“[T]o embrace violence is to lose hold of everything else”

If we desire a society of peace, then we cannot achieve such a society through violence.

Bayard Rustin

“They all know it is there, all the people of Omelas,” explains the narrator in Ursula K. Le Guin’s “The Ones Who Walk Away from Omelas,” adding:

Some of them have come to see it, others are content merely to know it is there. They all know that it has to be there. Some of them understand why, and some do not, but they all understand that their happiness, the beauty of their city, the tenderness of their friendships, the health of their children, the wisdom of their scholars, the skill of their makers, even the abundance of their harvest and the kindly weathers of their skies, depend wholly on this child’s abominable misery.

A people aware, complicit, of the necessity to sacrifice a child—but this isn’t just some fantastic allegory of the ends justifying the means, utilitarianism.

This is the U.S., now.

Last night, between my wife and me in bed, my nearly three-year-old granddaughter lay restlessly asleep, burning up with a fever. My 6-month-old grandson was home with my daughter suffering his first infection.
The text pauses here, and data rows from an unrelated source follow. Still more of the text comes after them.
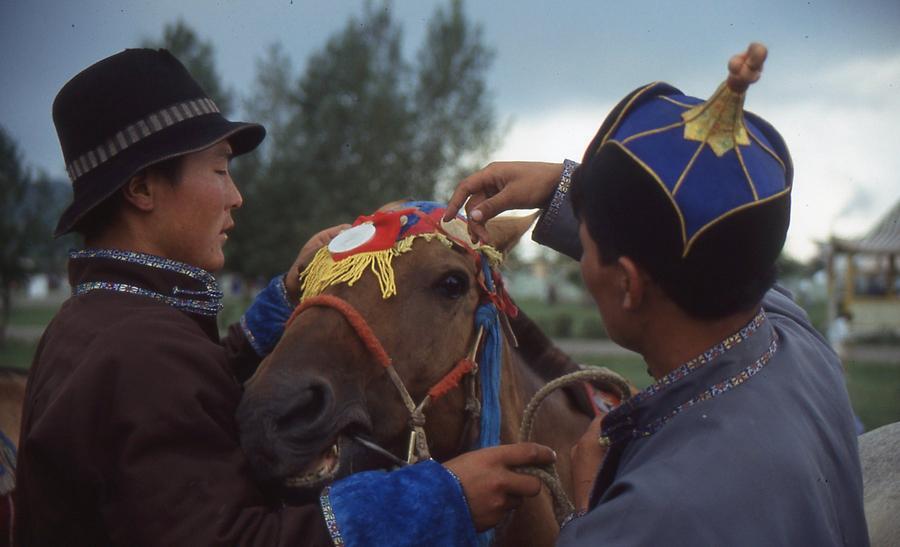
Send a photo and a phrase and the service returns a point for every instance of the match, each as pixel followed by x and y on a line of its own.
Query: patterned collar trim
pixel 701 360
pixel 714 390
pixel 207 302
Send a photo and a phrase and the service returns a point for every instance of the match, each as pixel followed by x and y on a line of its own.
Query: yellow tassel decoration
pixel 324 272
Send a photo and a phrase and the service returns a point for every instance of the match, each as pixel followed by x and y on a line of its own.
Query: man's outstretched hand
pixel 491 486
pixel 502 186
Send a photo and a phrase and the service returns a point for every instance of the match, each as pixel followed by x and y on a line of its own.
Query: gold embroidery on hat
pixel 621 115
pixel 718 122
pixel 673 101
pixel 652 132
pixel 661 184
pixel 747 174
pixel 727 214
pixel 687 168
pixel 767 149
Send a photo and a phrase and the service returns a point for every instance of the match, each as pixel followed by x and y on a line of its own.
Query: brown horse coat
pixel 320 388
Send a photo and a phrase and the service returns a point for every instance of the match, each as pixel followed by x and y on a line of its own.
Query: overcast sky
pixel 831 84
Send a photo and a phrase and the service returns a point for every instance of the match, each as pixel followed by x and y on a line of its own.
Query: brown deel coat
pixel 128 434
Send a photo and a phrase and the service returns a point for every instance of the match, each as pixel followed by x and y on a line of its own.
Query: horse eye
pixel 453 285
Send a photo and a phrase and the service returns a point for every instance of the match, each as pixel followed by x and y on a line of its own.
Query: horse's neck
pixel 518 385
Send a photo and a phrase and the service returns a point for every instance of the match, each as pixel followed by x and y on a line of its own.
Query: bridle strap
pixel 418 444
pixel 357 321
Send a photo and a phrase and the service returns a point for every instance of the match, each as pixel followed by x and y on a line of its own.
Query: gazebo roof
pixel 883 238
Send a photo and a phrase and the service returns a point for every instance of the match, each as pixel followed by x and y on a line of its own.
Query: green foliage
pixel 568 320
pixel 197 56
pixel 360 127
pixel 28 212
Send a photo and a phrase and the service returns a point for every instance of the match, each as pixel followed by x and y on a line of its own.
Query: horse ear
pixel 392 205
pixel 505 231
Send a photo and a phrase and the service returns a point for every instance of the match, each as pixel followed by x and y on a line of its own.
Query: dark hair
pixel 96 220
pixel 626 214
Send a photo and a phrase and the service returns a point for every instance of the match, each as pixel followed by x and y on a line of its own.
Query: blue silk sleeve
pixel 263 322
pixel 422 504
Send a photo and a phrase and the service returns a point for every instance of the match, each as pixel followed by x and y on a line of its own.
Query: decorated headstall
pixel 371 245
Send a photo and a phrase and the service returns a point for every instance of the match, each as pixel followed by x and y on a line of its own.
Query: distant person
pixel 128 434
pixel 839 333
pixel 681 207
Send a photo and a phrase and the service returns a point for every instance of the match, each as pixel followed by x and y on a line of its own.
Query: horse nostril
pixel 307 407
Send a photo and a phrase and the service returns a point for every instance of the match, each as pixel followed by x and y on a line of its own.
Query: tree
pixel 360 127
pixel 22 225
pixel 198 57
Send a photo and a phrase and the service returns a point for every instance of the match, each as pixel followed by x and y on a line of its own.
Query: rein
pixel 418 442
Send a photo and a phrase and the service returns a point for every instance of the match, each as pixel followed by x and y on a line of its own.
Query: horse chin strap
pixel 418 442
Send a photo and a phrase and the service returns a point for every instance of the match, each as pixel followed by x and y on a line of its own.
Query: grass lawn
pixel 874 387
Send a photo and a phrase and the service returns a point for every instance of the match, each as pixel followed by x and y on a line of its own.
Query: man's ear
pixel 634 284
pixel 139 192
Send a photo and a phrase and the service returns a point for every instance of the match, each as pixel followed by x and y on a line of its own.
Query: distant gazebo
pixel 863 276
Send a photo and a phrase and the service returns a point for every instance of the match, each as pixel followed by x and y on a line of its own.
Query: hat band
pixel 136 132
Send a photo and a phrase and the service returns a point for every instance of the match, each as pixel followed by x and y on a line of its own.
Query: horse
pixel 12 397
pixel 320 407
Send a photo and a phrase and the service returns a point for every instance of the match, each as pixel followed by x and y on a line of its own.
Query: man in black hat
pixel 681 207
pixel 128 433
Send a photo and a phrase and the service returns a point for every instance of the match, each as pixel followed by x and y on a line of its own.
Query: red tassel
pixel 451 380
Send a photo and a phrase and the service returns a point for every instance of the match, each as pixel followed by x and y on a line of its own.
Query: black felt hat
pixel 129 111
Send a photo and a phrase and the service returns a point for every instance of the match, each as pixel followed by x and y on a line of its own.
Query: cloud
pixel 840 123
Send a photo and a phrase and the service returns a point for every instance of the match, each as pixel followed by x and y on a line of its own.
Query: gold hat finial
pixel 719 121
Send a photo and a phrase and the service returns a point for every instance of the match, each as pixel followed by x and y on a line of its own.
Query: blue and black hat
pixel 695 191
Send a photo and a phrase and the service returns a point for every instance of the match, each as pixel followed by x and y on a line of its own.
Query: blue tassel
pixel 486 316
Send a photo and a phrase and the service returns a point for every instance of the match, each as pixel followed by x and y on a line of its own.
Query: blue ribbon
pixel 486 316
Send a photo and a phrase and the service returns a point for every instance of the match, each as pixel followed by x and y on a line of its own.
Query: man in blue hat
pixel 677 213
pixel 128 433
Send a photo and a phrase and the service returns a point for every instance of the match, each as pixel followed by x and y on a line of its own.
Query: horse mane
pixel 546 360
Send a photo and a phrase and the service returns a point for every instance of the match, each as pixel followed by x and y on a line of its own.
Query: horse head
pixel 324 403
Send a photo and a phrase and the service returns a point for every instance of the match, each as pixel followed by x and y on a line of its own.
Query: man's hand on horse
pixel 316 242
pixel 502 186
pixel 491 486
pixel 587 455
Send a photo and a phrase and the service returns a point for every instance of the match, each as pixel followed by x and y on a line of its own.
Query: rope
pixel 608 380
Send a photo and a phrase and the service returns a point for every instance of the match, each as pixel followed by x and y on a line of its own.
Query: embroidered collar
pixel 701 360
pixel 623 422
pixel 206 301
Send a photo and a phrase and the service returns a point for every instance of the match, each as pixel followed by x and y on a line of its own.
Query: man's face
pixel 195 212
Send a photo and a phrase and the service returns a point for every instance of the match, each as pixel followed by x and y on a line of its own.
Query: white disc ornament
pixel 352 238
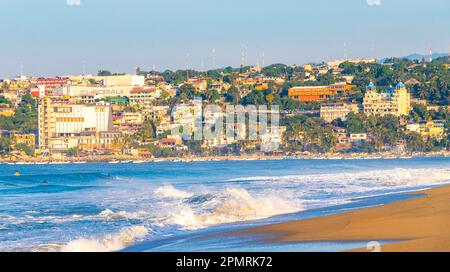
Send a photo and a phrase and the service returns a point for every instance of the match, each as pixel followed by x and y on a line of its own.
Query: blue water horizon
pixel 154 206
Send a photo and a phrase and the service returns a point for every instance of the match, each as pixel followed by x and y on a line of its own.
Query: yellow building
pixel 7 112
pixel 429 129
pixel 394 101
pixel 307 67
pixel 330 112
pixel 28 139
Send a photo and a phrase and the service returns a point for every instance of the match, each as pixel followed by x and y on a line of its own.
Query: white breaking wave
pixel 110 215
pixel 108 243
pixel 235 205
pixel 390 178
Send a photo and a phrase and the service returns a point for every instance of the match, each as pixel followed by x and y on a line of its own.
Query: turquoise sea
pixel 175 206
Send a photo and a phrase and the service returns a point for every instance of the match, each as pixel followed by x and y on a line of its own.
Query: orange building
pixel 319 93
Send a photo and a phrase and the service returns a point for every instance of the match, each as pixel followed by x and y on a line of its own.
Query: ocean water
pixel 174 206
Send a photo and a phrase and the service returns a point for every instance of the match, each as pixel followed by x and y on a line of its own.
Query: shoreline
pixel 252 157
pixel 419 224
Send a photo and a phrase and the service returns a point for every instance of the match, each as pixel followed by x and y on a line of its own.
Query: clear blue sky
pixel 51 37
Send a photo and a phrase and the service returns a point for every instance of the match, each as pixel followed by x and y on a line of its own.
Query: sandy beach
pixel 420 224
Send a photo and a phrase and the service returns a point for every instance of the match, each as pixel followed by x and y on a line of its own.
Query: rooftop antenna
pixel 263 58
pixel 372 51
pixel 242 56
pixel 84 67
pixel 21 68
pixel 345 51
pixel 187 65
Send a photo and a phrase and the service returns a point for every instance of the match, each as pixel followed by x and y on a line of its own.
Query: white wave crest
pixel 108 243
pixel 110 215
pixel 397 177
pixel 168 191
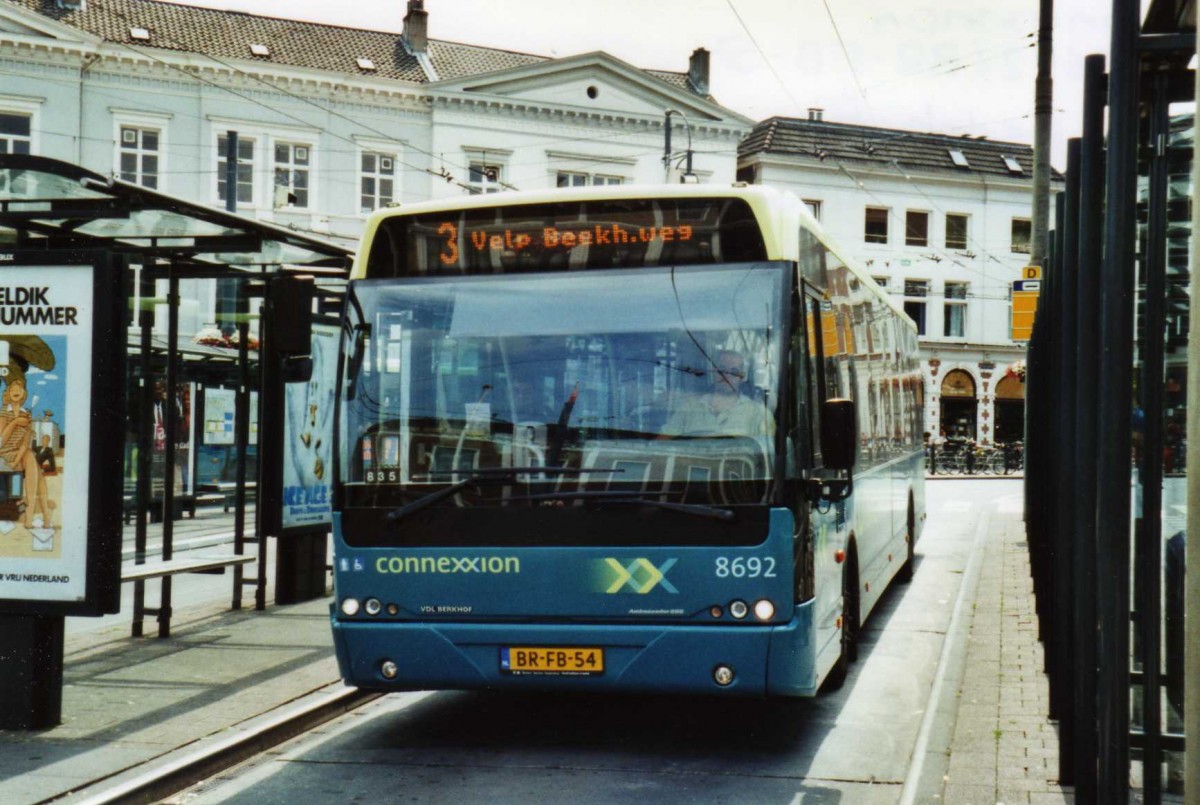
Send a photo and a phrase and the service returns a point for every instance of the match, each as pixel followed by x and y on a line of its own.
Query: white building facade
pixel 943 224
pixel 333 122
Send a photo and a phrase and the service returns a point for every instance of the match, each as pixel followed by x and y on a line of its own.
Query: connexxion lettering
pixel 448 565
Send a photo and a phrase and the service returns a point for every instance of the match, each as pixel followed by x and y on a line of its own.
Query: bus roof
pixel 778 212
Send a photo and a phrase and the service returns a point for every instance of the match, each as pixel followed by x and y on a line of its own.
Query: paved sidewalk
pixel 129 702
pixel 1003 749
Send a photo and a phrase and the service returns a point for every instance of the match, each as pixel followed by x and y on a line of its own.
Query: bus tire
pixel 910 566
pixel 850 610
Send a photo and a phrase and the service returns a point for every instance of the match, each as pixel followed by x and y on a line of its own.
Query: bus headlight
pixel 763 610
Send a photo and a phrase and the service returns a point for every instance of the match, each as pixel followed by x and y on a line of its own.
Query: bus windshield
pixel 654 382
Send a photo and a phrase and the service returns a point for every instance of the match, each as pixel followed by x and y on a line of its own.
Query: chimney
pixel 697 71
pixel 417 25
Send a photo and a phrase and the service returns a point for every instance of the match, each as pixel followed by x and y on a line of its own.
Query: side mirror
pixel 839 433
pixel 298 368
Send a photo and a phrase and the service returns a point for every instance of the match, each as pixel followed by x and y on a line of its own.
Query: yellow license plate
pixel 563 660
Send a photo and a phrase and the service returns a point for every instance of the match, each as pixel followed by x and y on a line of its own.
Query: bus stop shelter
pixel 263 274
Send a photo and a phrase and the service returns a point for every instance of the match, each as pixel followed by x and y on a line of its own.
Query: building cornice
pixel 571 115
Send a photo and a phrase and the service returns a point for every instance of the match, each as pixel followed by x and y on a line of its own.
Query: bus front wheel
pixel 837 677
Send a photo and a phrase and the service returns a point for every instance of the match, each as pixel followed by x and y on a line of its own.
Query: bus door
pixel 816 379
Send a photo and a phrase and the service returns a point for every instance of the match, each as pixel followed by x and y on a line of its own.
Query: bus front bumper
pixel 773 660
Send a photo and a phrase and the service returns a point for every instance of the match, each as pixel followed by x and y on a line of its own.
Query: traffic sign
pixel 1025 304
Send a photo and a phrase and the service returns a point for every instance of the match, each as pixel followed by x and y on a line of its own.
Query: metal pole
pixel 1091 211
pixel 232 172
pixel 1060 650
pixel 1043 110
pixel 145 443
pixel 241 437
pixel 1149 533
pixel 1115 403
pixel 1192 577
pixel 666 148
pixel 171 424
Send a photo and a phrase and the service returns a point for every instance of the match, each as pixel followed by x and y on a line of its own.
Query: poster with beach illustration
pixel 45 395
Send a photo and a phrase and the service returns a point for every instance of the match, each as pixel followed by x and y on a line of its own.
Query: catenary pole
pixel 1043 110
pixel 1192 577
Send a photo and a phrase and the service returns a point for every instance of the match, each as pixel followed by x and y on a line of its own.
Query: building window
pixel 916 289
pixel 16 132
pixel 575 179
pixel 1023 230
pixel 916 228
pixel 483 178
pixel 293 162
pixel 377 181
pixel 955 314
pixel 876 230
pixel 955 230
pixel 245 168
pixel 139 156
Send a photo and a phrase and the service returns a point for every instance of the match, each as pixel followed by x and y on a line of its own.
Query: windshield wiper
pixel 607 496
pixel 487 474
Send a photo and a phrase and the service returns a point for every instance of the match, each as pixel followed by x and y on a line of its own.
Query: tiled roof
pixel 453 60
pixel 229 34
pixel 918 151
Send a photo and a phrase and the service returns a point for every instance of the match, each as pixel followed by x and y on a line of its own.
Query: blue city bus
pixel 653 439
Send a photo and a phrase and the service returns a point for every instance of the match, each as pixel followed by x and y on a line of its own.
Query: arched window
pixel 958 384
pixel 1009 388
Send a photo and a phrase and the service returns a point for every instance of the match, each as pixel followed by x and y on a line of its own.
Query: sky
pixel 964 67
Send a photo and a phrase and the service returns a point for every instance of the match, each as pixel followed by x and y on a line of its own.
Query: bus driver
pixel 724 410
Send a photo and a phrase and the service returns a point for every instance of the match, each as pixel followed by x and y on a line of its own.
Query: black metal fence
pixel 1105 478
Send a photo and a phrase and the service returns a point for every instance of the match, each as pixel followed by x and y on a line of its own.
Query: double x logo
pixel 641 576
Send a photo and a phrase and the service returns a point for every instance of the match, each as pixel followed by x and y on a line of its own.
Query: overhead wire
pixel 845 52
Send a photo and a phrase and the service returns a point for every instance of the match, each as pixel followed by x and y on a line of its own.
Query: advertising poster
pixel 309 437
pixel 220 406
pixel 46 341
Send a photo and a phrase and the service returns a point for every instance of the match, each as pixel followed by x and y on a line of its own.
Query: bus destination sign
pixel 599 234
pixel 550 239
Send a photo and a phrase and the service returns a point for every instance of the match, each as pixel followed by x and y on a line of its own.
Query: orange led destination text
pixel 551 238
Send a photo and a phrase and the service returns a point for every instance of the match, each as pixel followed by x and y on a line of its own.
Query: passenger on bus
pixel 724 409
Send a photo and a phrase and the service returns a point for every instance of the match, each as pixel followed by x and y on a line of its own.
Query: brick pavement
pixel 1003 749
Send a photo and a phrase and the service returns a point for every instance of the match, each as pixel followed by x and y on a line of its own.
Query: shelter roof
pixel 51 204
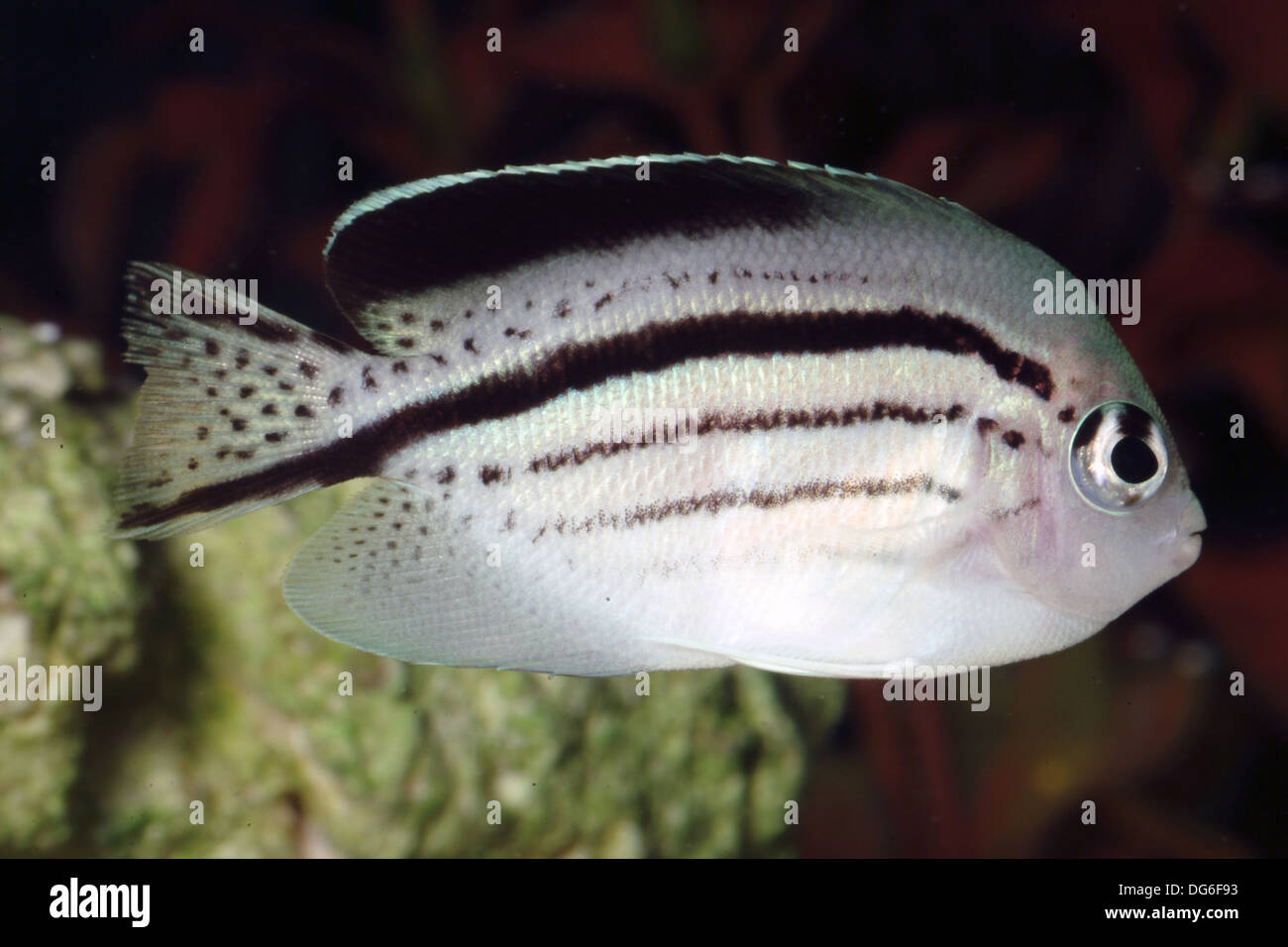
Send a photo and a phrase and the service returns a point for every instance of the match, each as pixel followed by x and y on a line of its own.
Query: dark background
pixel 1115 162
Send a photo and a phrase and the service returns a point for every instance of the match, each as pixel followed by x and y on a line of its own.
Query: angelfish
pixel 881 453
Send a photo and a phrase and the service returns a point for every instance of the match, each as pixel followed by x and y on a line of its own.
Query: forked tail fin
pixel 230 412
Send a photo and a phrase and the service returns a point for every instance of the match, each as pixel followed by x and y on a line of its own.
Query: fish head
pixel 1117 515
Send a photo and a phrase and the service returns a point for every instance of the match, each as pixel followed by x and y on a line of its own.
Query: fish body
pixel 726 411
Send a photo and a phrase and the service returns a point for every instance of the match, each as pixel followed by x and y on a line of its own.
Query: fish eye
pixel 1119 457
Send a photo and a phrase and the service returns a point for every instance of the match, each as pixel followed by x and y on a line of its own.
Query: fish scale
pixel 887 455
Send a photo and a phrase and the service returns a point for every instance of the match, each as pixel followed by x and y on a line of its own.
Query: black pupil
pixel 1133 460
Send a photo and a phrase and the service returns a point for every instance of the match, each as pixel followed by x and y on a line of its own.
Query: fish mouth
pixel 1188 553
pixel 1192 527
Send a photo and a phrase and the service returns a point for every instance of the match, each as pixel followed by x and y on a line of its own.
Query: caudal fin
pixel 230 412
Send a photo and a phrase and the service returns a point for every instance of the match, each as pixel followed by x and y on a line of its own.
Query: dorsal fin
pixel 395 257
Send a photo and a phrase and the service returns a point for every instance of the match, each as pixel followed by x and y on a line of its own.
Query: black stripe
pixel 584 365
pixel 496 223
pixel 750 423
pixel 763 499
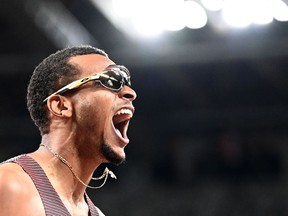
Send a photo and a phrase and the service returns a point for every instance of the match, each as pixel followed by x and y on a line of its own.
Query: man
pixel 81 102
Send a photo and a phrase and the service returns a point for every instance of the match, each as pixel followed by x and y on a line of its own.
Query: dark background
pixel 209 136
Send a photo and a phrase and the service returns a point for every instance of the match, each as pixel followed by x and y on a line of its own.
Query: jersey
pixel 50 198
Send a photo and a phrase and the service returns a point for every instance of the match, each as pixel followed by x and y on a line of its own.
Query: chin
pixel 112 156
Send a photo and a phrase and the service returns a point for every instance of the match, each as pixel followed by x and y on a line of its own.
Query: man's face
pixel 101 115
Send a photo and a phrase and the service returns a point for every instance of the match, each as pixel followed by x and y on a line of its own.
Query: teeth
pixel 124 111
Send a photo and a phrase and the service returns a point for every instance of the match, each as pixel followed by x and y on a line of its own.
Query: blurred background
pixel 209 136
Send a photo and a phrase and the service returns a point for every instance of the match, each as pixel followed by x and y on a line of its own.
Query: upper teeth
pixel 124 111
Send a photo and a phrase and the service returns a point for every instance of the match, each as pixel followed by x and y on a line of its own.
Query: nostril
pixel 128 93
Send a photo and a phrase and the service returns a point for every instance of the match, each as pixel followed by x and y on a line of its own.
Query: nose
pixel 127 93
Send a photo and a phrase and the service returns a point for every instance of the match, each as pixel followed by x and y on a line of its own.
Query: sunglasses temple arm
pixel 69 87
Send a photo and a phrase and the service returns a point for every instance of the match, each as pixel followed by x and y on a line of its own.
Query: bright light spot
pixel 213 5
pixel 279 10
pixel 195 15
pixel 236 13
pixel 260 12
pixel 172 14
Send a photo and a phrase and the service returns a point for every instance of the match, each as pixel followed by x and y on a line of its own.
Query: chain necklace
pixel 105 174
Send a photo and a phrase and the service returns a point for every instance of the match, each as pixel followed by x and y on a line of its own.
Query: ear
pixel 59 106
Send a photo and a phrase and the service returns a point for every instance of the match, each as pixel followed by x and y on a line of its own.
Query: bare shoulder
pixel 18 193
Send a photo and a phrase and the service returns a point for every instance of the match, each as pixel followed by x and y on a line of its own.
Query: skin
pixel 80 124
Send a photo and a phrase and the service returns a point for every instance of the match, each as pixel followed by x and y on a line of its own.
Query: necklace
pixel 105 174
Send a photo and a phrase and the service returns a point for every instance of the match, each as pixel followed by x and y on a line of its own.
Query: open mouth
pixel 121 122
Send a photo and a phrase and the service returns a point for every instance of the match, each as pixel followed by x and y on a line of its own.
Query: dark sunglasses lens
pixel 113 80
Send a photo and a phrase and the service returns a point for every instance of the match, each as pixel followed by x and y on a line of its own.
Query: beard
pixel 110 155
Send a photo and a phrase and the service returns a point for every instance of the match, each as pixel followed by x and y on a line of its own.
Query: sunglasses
pixel 114 78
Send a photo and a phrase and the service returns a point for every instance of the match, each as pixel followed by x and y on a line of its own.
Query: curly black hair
pixel 50 75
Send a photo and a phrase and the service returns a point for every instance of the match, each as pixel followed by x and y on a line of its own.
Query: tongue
pixel 118 132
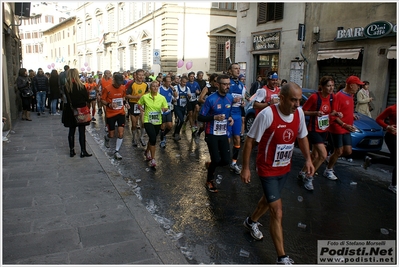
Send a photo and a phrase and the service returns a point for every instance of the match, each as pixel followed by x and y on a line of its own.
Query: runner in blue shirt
pixel 168 92
pixel 182 95
pixel 216 114
pixel 192 106
pixel 237 91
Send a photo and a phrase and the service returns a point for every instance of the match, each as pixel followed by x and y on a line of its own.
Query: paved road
pixel 62 210
pixel 207 227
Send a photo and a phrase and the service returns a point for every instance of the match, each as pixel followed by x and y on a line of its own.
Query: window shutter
pixel 262 11
pixel 279 14
pixel 275 11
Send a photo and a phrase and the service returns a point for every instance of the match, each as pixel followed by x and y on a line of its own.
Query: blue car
pixel 368 138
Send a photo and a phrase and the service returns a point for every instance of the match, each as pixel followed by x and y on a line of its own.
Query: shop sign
pixel 266 41
pixel 378 29
pixel 374 30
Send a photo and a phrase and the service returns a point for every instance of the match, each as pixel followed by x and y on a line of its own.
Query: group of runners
pixel 216 107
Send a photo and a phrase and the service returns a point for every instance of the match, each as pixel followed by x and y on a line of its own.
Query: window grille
pixel 270 11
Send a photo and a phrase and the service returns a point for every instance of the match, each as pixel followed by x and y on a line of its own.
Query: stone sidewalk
pixel 63 210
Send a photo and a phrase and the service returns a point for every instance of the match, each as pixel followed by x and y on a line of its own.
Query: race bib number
pixel 283 155
pixel 183 102
pixel 154 117
pixel 92 94
pixel 238 103
pixel 220 127
pixel 117 103
pixel 136 109
pixel 323 122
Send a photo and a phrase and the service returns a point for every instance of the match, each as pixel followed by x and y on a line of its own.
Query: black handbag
pixel 27 92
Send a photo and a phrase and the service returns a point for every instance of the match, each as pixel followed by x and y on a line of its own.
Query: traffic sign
pixel 156 56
As I worry about these children closest in my life: Teacher, boy die when husband opens fire in California class.

And we may add “again.”

Or “while the country continues not to give a good goddamn.”

Or “[but] [t]hey all know that it has to be there.”

Or “in the wake of political leaders of multiple countries killing children while pretending to be distraught over the slaughter of children.”

Or “while Syrian children are sacrificed and children in Detroit are just callously ignored.”

We are a disappointing and awful people. Squandering our potential through selfishness and greed. We have no moral authority or purpose.

We cannot justify our violence. A hand raised, a gun, a bomb. Violence is the lowest act of any human. It is always failure.

A people is defined by how they prioritize the weakest among them, children.

“But to praise despair is to condemn delight, to embrace violence is to lose hold of everything else,” Le Guin’s narrator warns.

By that metric, we are a disappointing and awful people.